NIH encourages researchers to select data repositories that exemplify the desired characteristics below, including when a data repository is supported or provided by a cloud-computing or high-performance computing platform. These desired characteristics aim to ensure that data are managed and shared in ways that are consistent with FAIR data principles.

Selecting a Data Repository

Selecting a Data Repository

  • For some programs and types of data, NIH and/or Institute, Center, Office (ICO) policy(ies) and Funding Opportunity Announcements (FOAs) identify particular data repositories (or sets of repositories) to be used to preserve and share data.
    • For data generated from research subject to such policies or funded under such FOAs, researchers should use the designated data repository(ies).
  • For data generated from research for which no data repository is specified by NIH, researchers are encouraged to select a data repository that is appropriate for the data generated from the research project. Be sure to consult the list of desirable characteristics and the following guidance:
    • Primary consideration should be given to data repositories that are discipline or data-type specific to support effective data discovery and reuse.
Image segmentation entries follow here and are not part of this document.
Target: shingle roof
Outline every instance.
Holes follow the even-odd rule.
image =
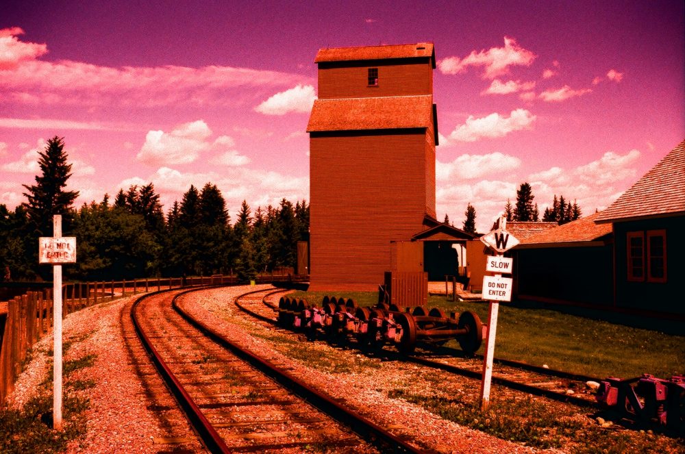
[[[599,214],[601,213],[593,213],[584,218],[580,218],[566,224],[532,235],[521,240],[519,247],[523,244],[596,241],[612,232],[611,224],[597,224],[595,222]],[[509,225],[510,224],[508,223],[508,230]]]
[[[685,214],[685,140],[597,218],[597,222]]]
[[[307,132],[427,128],[432,109],[429,94],[316,99]]]
[[[366,46],[362,47],[335,47],[321,49],[316,53],[315,63],[321,62],[349,62],[355,60],[384,60],[388,58],[412,58],[428,57],[435,67],[435,54],[432,42]]]
[[[529,236],[558,226],[556,223],[510,220],[507,222],[506,230],[516,240],[521,241]]]
[[[422,230],[412,237],[412,241],[424,240],[429,241],[453,241],[454,240],[473,240],[475,235],[464,231],[451,225],[440,223],[435,227]]]

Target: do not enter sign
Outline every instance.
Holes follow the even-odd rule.
[[[495,301],[512,301],[512,283],[510,277],[485,276],[483,278],[483,298]]]

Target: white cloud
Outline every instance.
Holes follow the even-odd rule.
[[[590,88],[582,88],[581,90],[573,90],[568,85],[564,85],[561,88],[556,90],[546,90],[540,94],[540,98],[543,101],[545,101],[548,103],[551,102],[561,102],[562,101],[566,101],[569,98],[573,98],[577,96],[582,96],[586,93],[590,93],[593,90]]]
[[[623,73],[619,73],[615,69],[610,69],[609,72],[606,73],[606,77],[609,80],[612,80],[616,84],[620,82],[623,79]]]
[[[481,94],[508,94],[519,91],[528,91],[535,88],[535,82],[522,82],[520,80],[510,80],[503,82],[495,79]]]
[[[184,123],[171,132],[149,131],[145,136],[145,143],[138,153],[136,158],[149,164],[180,164],[194,162],[200,155],[207,151],[229,153],[235,146],[234,140],[228,136],[220,136],[214,141],[210,140],[212,130],[202,120]],[[225,159],[222,159],[225,158]],[[242,165],[249,162],[247,158],[236,153],[231,158],[225,154],[215,157],[216,163],[224,165]],[[230,162],[230,164],[229,164]]]
[[[218,156],[214,156],[210,162],[220,166],[244,166],[249,164],[250,158],[240,154],[236,150],[225,151]]]
[[[8,31],[9,30],[9,31]],[[36,58],[45,45],[21,42],[21,29],[0,31],[0,93],[8,101],[35,105],[160,106],[236,105],[253,103],[274,88],[311,84],[301,75],[248,68],[114,68]]]
[[[97,122],[75,121],[57,118],[0,118],[0,127],[27,129],[119,129]]]
[[[30,147],[27,144],[23,144],[25,147],[20,147],[20,149],[27,149]],[[38,155],[38,152],[45,150],[47,144],[47,141],[45,139],[38,139],[35,147],[31,148],[24,153],[18,160],[3,164],[2,170],[12,173],[38,175],[40,172],[40,166],[38,165],[38,160],[40,159],[40,156]]]
[[[558,73],[555,71],[553,69],[549,69],[548,68],[547,69],[545,69],[544,71],[543,71],[543,79],[549,79],[550,77],[553,77],[557,74]]]
[[[455,75],[466,71],[468,66],[483,66],[483,78],[495,79],[507,74],[510,66],[530,66],[535,58],[534,53],[519,46],[516,40],[505,36],[503,47],[477,53],[473,51],[464,58],[448,57],[438,62],[438,68],[443,74]]]
[[[521,160],[515,156],[499,151],[486,155],[464,154],[451,162],[440,162],[436,165],[436,179],[449,181],[453,179],[471,179],[500,172],[519,168]]]
[[[475,142],[482,138],[496,138],[503,137],[514,131],[530,129],[536,116],[525,109],[512,110],[509,117],[498,113],[476,118],[473,115],[466,122],[454,129],[449,135],[451,140]]]
[[[492,219],[503,210],[507,199],[514,203],[521,183],[527,181],[540,216],[551,205],[555,195],[558,198],[563,195],[567,202],[576,201],[584,216],[591,214],[597,209],[606,208],[630,187],[636,174],[632,166],[639,157],[637,150],[623,155],[608,151],[597,160],[575,168],[554,166],[524,179],[511,173],[501,180],[464,182],[460,177],[445,179],[443,175],[436,181],[436,211],[439,218],[447,213],[455,226],[460,227],[466,204],[470,203],[476,210],[477,230],[486,232]],[[473,157],[464,161],[477,165]]]
[[[312,110],[316,93],[311,85],[298,85],[284,92],[276,93],[255,108],[264,115],[285,115],[291,112],[306,113]]]
[[[14,69],[23,61],[35,60],[47,52],[44,44],[22,42],[16,38],[24,34],[18,27],[0,29],[0,71]]]
[[[640,151],[634,149],[623,155],[607,151],[599,160],[578,167],[575,173],[585,182],[610,184],[634,178],[636,172],[630,166],[639,157]]]

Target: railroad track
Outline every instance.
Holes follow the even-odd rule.
[[[277,311],[278,307],[271,300],[275,295],[285,291],[287,290],[266,292],[266,294],[261,297],[262,309],[256,303],[260,299],[258,294],[264,294],[264,291],[243,295],[245,298],[236,299],[235,303],[241,310],[252,316],[269,325],[277,326],[277,320],[274,318],[274,311]],[[464,357],[460,351],[445,347],[440,347],[440,349],[449,352],[450,354],[436,355],[429,351],[423,351],[412,355],[401,355],[388,349],[384,349],[382,354],[388,359],[408,361],[474,379],[482,379],[482,355]],[[601,381],[599,379],[502,358],[495,358],[495,362],[497,366],[493,370],[493,383],[560,402],[584,407],[597,408],[595,396],[587,388],[586,382],[593,381],[599,383]]]
[[[195,320],[184,310],[184,299],[206,288],[142,297],[130,315],[158,372],[208,451],[319,446],[338,452],[420,452],[256,356],[239,340]]]

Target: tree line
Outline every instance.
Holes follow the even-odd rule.
[[[153,276],[235,273],[247,281],[260,273],[295,267],[297,242],[308,239],[309,205],[283,199],[278,206],[243,201],[232,224],[221,192],[190,186],[165,214],[152,183],[132,186],[113,201],[73,202],[66,190],[71,164],[64,140],[54,137],[40,152],[40,175],[23,185],[27,201],[14,211],[0,205],[0,266],[5,280],[50,279],[38,264],[38,238],[52,236],[52,216],[62,214],[63,234],[77,238],[77,262],[66,279],[108,280]]]
[[[504,216],[508,221],[516,220],[521,222],[539,222],[540,212],[537,203],[534,203],[535,196],[528,183],[521,183],[516,190],[516,204],[512,205],[511,201],[507,199],[504,205]],[[577,203],[574,200],[573,203],[567,201],[563,195],[557,198],[554,194],[551,207],[545,209],[543,214],[543,222],[557,223],[560,225],[575,220],[581,217],[582,212]],[[470,234],[475,234],[475,208],[469,203],[464,213],[464,220],[462,224],[462,229]],[[445,216],[445,224],[449,223],[449,218]]]

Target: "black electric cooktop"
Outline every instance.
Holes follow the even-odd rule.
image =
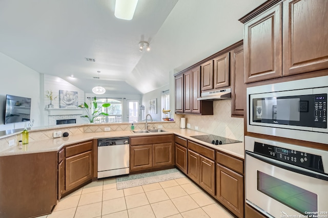
[[[215,136],[215,135],[202,135],[201,136],[191,136],[191,137],[215,145],[222,145],[224,144],[241,142],[240,141],[221,137],[221,136]]]

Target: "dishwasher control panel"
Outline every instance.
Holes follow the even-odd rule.
[[[113,138],[98,140],[98,147],[129,144],[129,138]]]

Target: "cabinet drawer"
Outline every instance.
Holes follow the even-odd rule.
[[[65,149],[65,152],[66,153],[66,157],[67,158],[92,149],[92,142],[89,141],[67,147]]]
[[[59,151],[58,151],[58,162],[60,162],[65,159],[65,150],[63,148]]]
[[[211,160],[215,160],[214,157],[215,153],[213,149],[209,148],[191,141],[188,141],[188,148]]]
[[[159,135],[156,136],[145,136],[131,137],[130,144],[131,146],[145,144],[161,144],[172,141],[172,135]]]
[[[220,164],[237,172],[244,174],[243,161],[220,152],[216,152],[216,161]]]
[[[175,136],[175,143],[187,147],[187,139]]]

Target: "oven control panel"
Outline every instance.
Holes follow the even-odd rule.
[[[305,169],[324,172],[321,156],[255,142],[254,153]]]

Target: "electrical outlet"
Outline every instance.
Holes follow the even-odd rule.
[[[9,146],[13,146],[15,145],[15,140],[14,139],[12,139],[11,140],[9,140],[8,141],[8,144],[9,145]]]
[[[58,138],[61,137],[61,131],[55,132],[52,135],[53,138]]]

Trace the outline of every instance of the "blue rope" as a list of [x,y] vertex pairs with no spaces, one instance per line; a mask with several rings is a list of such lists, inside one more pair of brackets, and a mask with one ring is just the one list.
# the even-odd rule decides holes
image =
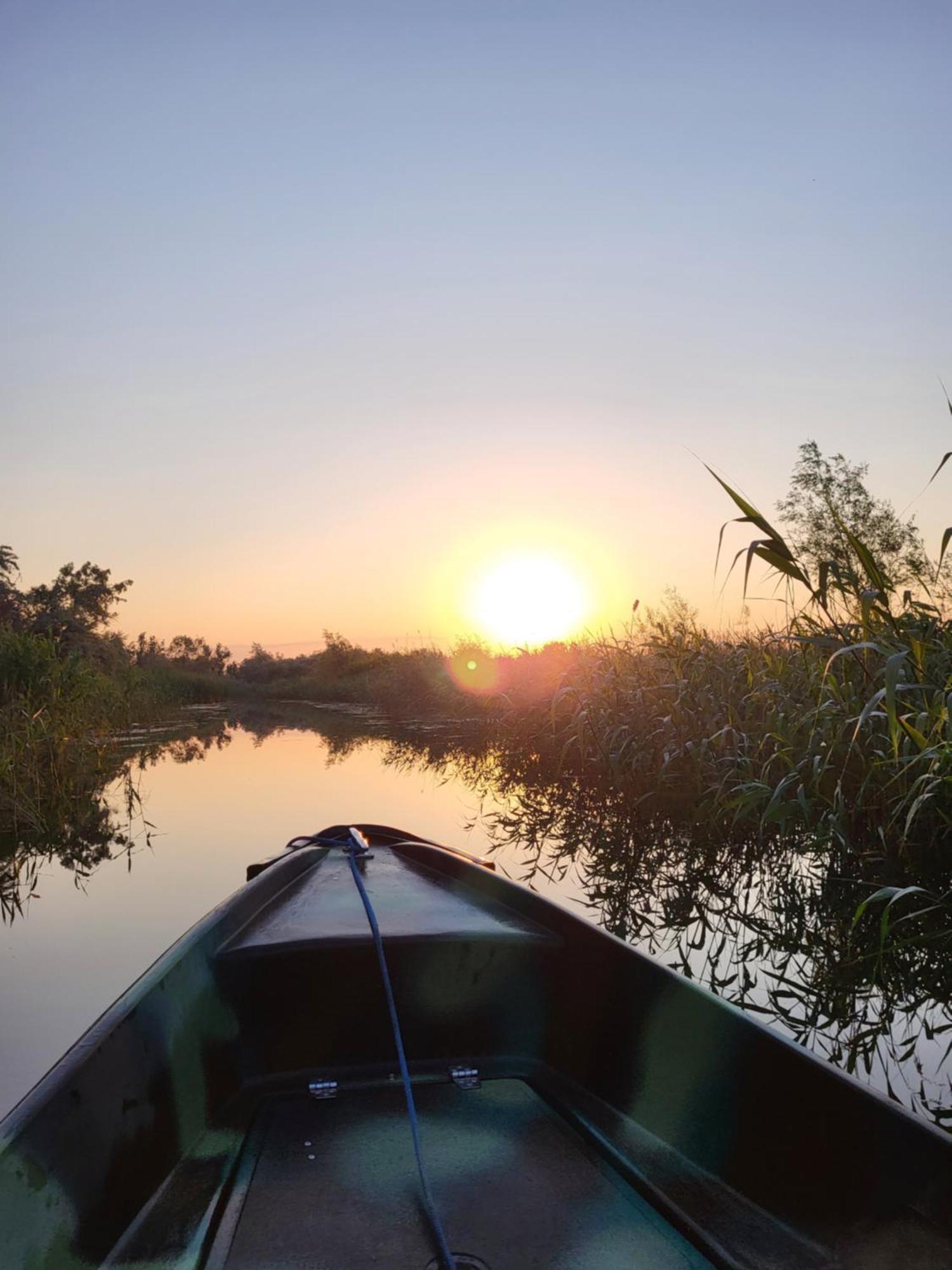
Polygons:
[[383,940],[380,933],[380,926],[377,925],[377,914],[373,912],[373,904],[371,903],[371,897],[367,894],[367,888],[363,884],[363,878],[360,876],[360,870],[357,867],[357,857],[366,855],[366,847],[359,847],[357,841],[354,846],[344,847],[348,859],[350,860],[350,872],[354,875],[354,881],[357,883],[357,889],[360,893],[360,899],[363,900],[364,912],[367,913],[367,921],[371,923],[371,933],[373,935],[373,946],[377,950],[377,961],[380,963],[381,977],[383,978],[383,992],[387,997],[387,1010],[390,1010],[390,1022],[393,1029],[393,1040],[396,1041],[397,1058],[400,1059],[400,1076],[404,1081],[404,1093],[406,1095],[406,1111],[410,1118],[410,1133],[414,1139],[414,1156],[416,1156],[416,1170],[420,1175],[420,1187],[423,1190],[423,1206],[426,1210],[426,1217],[429,1218],[430,1226],[433,1227],[433,1233],[437,1237],[437,1243],[439,1245],[439,1252],[443,1261],[447,1265],[447,1270],[456,1270],[456,1261],[453,1260],[453,1253],[449,1251],[449,1245],[447,1243],[447,1237],[443,1233],[443,1224],[439,1220],[439,1214],[437,1213],[437,1205],[433,1203],[433,1195],[430,1193],[430,1184],[426,1180],[426,1170],[423,1163],[423,1152],[420,1151],[420,1126],[416,1120],[416,1104],[414,1102],[414,1091],[410,1083],[410,1071],[406,1066],[406,1054],[404,1053],[404,1038],[400,1034],[400,1020],[396,1012],[396,1003],[393,1001],[393,989],[390,984],[390,973],[387,970],[387,959],[383,955]]

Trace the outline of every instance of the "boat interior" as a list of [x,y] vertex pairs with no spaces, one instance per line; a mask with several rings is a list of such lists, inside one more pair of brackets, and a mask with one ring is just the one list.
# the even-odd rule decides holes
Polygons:
[[[952,1265],[944,1135],[491,867],[360,828],[457,1270]],[[443,1264],[347,832],[251,866],[8,1118],[10,1265]]]

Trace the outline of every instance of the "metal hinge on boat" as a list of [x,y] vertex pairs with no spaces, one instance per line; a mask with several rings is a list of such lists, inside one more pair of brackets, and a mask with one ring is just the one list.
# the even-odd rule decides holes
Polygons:
[[335,1099],[338,1096],[336,1081],[308,1081],[307,1092],[312,1099]]
[[479,1067],[451,1067],[449,1080],[458,1090],[477,1090],[480,1087]]

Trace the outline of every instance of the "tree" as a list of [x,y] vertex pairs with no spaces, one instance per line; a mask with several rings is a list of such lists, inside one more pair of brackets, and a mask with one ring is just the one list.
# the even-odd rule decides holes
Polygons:
[[866,488],[868,464],[843,455],[825,457],[815,441],[800,447],[786,498],[777,503],[787,537],[802,564],[816,575],[835,561],[854,588],[868,585],[849,545],[849,530],[873,556],[892,588],[916,587],[932,575],[923,536],[914,519],[904,521],[887,498]]
[[86,560],[79,569],[65,564],[47,585],[30,587],[23,596],[23,608],[29,630],[66,641],[95,635],[107,626],[122,602],[131,579],[110,582],[109,569]]
[[225,663],[231,657],[223,644],[212,648],[202,635],[175,635],[165,652],[170,662],[212,674],[225,674]]
[[15,551],[0,545],[0,627],[17,627],[23,618],[23,596],[17,587],[19,577]]

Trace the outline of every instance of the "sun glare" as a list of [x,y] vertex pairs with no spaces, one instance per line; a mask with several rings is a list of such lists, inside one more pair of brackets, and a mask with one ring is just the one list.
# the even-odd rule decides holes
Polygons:
[[581,582],[543,555],[504,560],[476,584],[472,612],[480,632],[501,644],[546,644],[578,632],[588,612]]

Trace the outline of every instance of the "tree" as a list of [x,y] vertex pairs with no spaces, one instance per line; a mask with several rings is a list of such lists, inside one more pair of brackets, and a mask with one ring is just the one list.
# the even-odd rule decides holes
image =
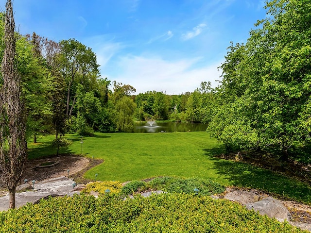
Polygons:
[[[88,75],[98,73],[99,65],[96,55],[91,48],[86,48],[85,45],[75,39],[62,40],[60,45],[61,70],[67,83],[66,113],[66,116],[69,116],[71,115],[76,98],[75,88],[72,86],[74,82],[79,79],[77,83],[83,83]],[[71,107],[70,101],[72,101]]]
[[27,159],[26,116],[21,82],[16,59],[15,23],[11,0],[6,4],[4,43],[0,91],[0,176],[10,194],[10,208],[15,208],[16,186]]
[[116,125],[117,129],[123,132],[131,131],[134,128],[133,115],[136,104],[133,100],[127,96],[123,96],[116,105],[117,112]]
[[222,66],[219,109],[234,116],[224,125],[216,114],[212,121],[223,126],[215,133],[222,140],[239,145],[240,138],[248,149],[273,146],[286,161],[293,143],[311,137],[311,2],[273,0],[265,8],[270,17],[256,24],[245,45],[231,44]]

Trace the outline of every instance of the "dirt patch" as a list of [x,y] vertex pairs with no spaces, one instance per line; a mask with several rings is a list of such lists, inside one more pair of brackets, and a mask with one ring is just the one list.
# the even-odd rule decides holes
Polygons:
[[35,167],[38,164],[51,161],[51,158],[36,159],[28,161],[25,164],[21,182],[25,179],[41,181],[48,179],[69,176],[87,167],[89,161],[86,158],[75,156],[58,156],[53,157],[53,161],[58,162],[56,166],[49,167],[44,170],[37,171]]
For a list of NIH-supported repositories, visit Repositories for Sharing Scientific Data.
    • If no appropriate discipline or data-type specific repository is available, researchers should consider a variety of other potentially suitable data sharing options:
      • Small datasets (up to 2 GB in size) may be included as supplementary material to accompany articles submitted to PubMed Central (instructions).
      • Data repositories, including generalist repositories or institutional repositories, that make data available to the larger research community, institutions, or the broader public.
      • Large datasets may benefit from cloud-based data repositories for data access, preservation, and sharing.